Nellie Arnold Plummer (September 7, 1860 to 1933) was a former slave who became the first female student to attend the Normal Department of Wayland Seminary in Washington, D.C. She subsequently worked as a teacher for over forty-five years and published Out of the Depths, or the Triumph of the Cross, a notable biography of her family in 1927. Literary scholar Joanne M. Braxton describes Out of the Depths as a "'crossover' text bearing aspects of folklore, autobiography, and biography."

==Family==
Plummer's father was Adam Francis Plummer (1819–1905). Her mother was Emily Saunders Plummer (c1815-1876). The two were married in 1841. After 1855, the two began a series of correspondence that is collected in Out of the Depths. One of her brothers was Baptist preacher and US Army Buffalo Soldier, Henry Vinton Plummer, Sr. Henry's son, Henry Vinton Plummer, Jr. was a lawyer who would become involved in black nationalism in New York and Virginia.

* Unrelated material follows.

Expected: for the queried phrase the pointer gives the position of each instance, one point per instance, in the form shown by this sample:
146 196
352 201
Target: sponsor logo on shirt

==Out of the Depths, or the Triumph of the Cross, 1927==

Plummer mortgaged $1000 worth of her family's land in order to publish Out of the Depths, or the Triumph of the Cross in 1927. The book traces the history of Plummer's family in Prince George’s County, Maryland beginning with her great grandfather Cupid Plummer, who served as a soldier in the American revolution. In 1790, the first US census listed Cupid as free, and in 1797, his wife and children were emancipated. Relationships like these between free and enslaved blacks were not uncommon in the United States. But because the condition of children followed that of the mother, the descendants of many free blacks were enslaved. One of these enslaved descendants of Cupid Plummer was Adam Francis Plummer, Nellie's father. From 1841 to 1905, Adam kept a diary that ended up running to 200 pages. Nellie draws heavily on her father's diary in Out of the Depths. Her publication of this history scandalized family members, who neither wanted to recall nor be reminded of their past. Nevertheless, the book became a treasured possession for families who owned copies and frequently referred to Out of the Depths simply as "The Book."